The reviewer is absolutely correct and we now added two more datasets of MS/MS and RNAseq that complement the previous two. Comparing ATM inhibition and CPT treatment within and between HEK293 and U2OS cells confirmed our previous conclusions that different cell lines have different ground states of protein homeostasis, meaning that the additional proteins that aggregate upon genotoxic stress can differ amongst cell lines.

Line 125: The claim that “different drug treatments drive the aggregation of a similar set of proteins (Figure 1C)” is not sufficiently justified. This claim is based on the analysis of only three proteins and a densitometry analysis of the stained insoluble proteome on an SDS-PAGE gel. Also the claim is not substantiated by an overlap between the proteins in the increased aggregation fraction in CPT versus ATM KO treatments (Figure 2E).

Our new data revealed that this claim was indeed not fully justified, and we therefore adapted the text accordingly.

The previous study by Lee et al., 2021 referred to in the introduction, provides a more relevant comparison showing the strong overlap of proteins in the insoluble fraction in the same cellular background with loss of MRE11 or ATM.

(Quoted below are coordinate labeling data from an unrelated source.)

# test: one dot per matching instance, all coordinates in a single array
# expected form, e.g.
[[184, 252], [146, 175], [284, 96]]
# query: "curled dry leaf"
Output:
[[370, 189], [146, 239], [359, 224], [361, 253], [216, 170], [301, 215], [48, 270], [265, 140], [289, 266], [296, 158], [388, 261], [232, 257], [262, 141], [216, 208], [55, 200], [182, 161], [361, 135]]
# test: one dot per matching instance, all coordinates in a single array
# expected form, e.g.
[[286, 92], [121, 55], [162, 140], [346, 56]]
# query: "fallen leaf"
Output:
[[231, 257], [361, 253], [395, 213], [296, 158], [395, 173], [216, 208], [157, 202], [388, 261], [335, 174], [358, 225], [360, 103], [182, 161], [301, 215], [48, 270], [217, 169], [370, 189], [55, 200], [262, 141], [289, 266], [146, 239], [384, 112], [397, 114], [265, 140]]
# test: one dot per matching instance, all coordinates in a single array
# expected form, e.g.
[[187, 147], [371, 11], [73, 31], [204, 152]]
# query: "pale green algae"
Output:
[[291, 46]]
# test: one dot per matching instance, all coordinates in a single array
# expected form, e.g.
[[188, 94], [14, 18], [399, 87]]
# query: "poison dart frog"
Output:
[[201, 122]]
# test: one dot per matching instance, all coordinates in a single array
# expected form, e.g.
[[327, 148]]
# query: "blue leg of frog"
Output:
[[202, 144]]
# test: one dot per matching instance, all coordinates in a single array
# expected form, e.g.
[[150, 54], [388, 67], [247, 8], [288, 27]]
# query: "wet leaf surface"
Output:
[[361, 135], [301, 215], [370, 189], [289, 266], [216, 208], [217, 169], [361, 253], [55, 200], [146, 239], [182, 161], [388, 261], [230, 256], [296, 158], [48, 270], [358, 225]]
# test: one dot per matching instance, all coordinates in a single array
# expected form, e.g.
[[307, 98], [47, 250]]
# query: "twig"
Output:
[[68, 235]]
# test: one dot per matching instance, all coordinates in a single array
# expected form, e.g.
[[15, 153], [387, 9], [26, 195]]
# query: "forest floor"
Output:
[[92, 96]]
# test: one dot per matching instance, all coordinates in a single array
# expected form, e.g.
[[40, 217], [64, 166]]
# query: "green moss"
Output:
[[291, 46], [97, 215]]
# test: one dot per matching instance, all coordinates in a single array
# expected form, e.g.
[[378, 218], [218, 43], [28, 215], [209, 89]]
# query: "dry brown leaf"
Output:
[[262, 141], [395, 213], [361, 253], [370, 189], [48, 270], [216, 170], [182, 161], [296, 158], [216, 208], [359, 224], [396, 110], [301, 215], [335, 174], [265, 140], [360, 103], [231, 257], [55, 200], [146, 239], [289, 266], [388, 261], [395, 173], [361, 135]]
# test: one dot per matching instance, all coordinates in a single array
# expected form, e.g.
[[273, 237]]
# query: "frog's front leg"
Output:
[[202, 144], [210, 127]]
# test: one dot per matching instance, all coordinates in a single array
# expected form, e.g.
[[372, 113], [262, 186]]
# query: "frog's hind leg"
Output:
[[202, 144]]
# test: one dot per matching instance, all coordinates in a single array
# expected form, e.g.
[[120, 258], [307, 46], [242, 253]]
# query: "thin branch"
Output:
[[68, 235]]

Line 135: "we identified a total of 1826 aggregated proteins across U2OS wild-type and ATM KO cells" and line 115 "We picked up a total of 983 aggregated proteins". These numbers include proteins identified in only one replicate of the aggregated fractions from either case or control. I would advise to state the number of proteins identified in >1 repeats from either case or control.

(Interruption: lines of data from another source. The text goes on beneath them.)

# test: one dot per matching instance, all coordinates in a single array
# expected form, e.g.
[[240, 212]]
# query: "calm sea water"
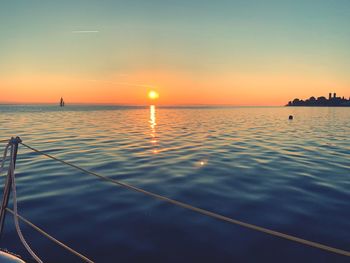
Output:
[[251, 164]]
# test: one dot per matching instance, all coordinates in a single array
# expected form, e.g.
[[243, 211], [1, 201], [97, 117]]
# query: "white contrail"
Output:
[[85, 31]]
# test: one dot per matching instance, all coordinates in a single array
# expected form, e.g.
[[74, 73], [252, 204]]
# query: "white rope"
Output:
[[200, 210], [15, 215], [41, 231], [3, 161]]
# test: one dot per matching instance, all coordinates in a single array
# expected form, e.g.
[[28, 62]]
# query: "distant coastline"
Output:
[[332, 101]]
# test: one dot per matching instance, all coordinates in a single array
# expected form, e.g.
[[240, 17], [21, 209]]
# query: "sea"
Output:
[[251, 164]]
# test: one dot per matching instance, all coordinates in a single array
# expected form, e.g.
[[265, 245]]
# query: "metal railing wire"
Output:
[[176, 203]]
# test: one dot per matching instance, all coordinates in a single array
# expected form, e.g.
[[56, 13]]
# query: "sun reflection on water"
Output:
[[153, 124]]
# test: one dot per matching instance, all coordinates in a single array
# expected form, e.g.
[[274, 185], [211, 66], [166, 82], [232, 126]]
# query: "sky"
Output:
[[237, 52]]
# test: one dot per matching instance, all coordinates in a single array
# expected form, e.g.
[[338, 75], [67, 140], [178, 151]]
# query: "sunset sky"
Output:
[[236, 52]]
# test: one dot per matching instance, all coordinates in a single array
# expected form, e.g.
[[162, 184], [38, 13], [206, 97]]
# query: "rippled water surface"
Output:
[[251, 164]]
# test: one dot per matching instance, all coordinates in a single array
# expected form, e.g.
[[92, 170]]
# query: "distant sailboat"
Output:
[[62, 102]]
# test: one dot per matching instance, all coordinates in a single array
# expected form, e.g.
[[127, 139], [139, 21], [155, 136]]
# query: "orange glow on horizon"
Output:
[[153, 95]]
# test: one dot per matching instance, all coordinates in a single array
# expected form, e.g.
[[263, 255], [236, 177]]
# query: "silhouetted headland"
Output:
[[332, 101]]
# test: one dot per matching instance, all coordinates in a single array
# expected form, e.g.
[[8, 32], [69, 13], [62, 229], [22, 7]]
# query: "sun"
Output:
[[153, 95]]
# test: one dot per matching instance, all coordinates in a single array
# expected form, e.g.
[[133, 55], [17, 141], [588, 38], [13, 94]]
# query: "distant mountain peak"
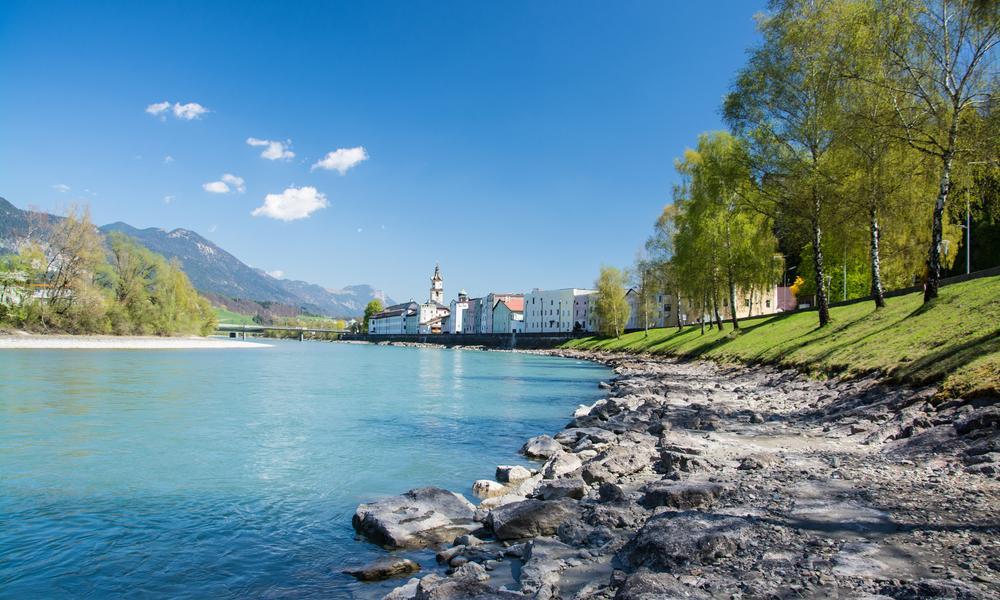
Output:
[[215, 271]]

The reviewer is indeed correct in that the total number of aggregating proteins that was picked up is not that meaningful. We therefore removed the comment altogether.

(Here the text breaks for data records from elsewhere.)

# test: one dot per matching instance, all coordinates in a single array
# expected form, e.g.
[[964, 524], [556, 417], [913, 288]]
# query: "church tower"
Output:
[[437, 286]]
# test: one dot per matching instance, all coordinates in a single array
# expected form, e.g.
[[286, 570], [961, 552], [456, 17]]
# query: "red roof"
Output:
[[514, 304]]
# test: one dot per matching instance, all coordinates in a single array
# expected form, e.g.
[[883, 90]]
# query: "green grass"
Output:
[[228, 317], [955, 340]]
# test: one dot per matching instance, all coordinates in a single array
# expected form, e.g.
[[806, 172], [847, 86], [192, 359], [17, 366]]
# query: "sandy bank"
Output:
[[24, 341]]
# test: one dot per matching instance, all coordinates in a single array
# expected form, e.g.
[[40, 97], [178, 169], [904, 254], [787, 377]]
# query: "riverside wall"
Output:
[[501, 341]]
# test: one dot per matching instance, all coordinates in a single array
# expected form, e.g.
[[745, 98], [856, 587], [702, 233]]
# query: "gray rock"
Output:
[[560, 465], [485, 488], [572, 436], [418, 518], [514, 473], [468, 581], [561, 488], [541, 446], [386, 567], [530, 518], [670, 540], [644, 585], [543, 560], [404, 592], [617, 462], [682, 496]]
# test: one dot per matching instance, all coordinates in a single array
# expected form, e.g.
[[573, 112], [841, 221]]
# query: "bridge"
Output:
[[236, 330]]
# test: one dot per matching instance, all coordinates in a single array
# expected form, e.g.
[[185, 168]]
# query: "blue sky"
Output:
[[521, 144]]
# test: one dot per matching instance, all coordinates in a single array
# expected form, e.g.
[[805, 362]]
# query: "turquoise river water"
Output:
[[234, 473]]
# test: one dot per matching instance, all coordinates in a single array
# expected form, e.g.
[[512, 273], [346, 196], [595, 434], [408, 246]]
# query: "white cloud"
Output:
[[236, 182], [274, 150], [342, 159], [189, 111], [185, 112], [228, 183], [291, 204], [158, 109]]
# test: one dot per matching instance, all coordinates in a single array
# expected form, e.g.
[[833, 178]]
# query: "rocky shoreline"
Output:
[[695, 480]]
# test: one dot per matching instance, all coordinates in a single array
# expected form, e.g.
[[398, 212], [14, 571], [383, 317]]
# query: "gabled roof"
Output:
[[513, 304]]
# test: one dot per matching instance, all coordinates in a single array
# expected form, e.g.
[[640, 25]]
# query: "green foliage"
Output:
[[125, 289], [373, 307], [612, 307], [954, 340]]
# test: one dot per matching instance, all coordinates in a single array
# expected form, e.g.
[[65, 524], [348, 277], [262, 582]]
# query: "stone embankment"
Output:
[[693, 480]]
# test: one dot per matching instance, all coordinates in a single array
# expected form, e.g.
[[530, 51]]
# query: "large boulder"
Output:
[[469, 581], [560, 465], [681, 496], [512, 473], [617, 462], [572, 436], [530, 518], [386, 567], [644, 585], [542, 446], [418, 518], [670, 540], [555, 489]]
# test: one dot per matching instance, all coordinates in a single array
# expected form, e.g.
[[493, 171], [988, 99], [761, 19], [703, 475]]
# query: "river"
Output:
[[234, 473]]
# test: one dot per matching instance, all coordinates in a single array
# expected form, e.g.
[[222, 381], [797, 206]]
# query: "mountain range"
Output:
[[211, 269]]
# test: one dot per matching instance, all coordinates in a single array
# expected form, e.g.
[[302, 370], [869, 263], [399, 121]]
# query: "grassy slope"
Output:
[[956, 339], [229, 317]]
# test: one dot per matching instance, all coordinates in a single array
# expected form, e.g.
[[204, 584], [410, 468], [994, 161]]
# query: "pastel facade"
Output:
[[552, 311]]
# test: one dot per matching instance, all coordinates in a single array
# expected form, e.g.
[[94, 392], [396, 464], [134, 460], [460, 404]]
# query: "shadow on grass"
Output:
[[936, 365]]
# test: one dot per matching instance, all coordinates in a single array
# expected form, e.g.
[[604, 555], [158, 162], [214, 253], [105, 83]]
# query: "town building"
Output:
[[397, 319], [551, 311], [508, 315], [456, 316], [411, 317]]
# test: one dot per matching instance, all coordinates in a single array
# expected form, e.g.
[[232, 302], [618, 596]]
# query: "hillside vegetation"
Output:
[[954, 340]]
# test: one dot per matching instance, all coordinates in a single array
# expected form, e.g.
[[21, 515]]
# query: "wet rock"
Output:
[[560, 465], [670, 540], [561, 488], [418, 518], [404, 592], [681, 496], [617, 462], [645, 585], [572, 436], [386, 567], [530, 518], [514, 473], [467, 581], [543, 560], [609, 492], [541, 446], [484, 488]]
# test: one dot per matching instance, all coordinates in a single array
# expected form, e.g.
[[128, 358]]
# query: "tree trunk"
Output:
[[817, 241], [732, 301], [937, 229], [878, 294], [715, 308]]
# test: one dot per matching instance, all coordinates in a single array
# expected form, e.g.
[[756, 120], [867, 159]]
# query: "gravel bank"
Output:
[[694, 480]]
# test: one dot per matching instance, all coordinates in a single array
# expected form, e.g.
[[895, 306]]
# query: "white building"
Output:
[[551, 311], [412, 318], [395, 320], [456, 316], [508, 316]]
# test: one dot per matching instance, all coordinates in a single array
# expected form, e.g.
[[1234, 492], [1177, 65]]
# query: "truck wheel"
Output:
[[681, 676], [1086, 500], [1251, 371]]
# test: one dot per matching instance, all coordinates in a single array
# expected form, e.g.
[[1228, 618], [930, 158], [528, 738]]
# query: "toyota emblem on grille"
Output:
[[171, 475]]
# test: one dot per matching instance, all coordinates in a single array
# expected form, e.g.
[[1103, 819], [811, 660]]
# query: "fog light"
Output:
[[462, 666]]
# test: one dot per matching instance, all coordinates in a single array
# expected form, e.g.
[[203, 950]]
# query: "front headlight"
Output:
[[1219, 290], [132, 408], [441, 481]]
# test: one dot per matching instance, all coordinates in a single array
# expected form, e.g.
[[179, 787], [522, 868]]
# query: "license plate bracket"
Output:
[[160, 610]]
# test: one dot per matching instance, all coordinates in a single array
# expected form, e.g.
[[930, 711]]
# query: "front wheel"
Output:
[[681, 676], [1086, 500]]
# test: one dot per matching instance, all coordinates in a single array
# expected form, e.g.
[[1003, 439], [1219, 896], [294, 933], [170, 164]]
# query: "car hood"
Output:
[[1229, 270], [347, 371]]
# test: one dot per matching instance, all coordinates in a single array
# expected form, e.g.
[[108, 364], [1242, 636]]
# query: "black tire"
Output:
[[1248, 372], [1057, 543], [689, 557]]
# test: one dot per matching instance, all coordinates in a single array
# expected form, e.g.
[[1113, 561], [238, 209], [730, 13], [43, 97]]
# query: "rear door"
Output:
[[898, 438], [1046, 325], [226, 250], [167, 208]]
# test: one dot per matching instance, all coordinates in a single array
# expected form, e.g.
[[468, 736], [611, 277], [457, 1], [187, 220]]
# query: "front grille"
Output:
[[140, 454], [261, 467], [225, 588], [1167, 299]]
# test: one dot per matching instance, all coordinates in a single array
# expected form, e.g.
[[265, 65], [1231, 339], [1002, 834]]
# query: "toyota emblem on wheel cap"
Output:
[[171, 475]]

Line 161-163: "we examined which proteins already aggregate in the background of untreated HEK293T and U2OS cells (Benjamini-Hochberg corrected p>0.05, identified in >1 repeats of both case and control) (Figure 2A, D). The definition of the "Background aggregation" is unclear and potentially misleading. If only non-significant proteins in over one repeat in both case and control are included, then the background aggregation set does not include proteins identified only in untreated. Also proteins with increased aggregation that also aggregate in the control conditions are not included in the background set. This explains why there is no overlap between increased aggregation and background aggregation in Figure 2E.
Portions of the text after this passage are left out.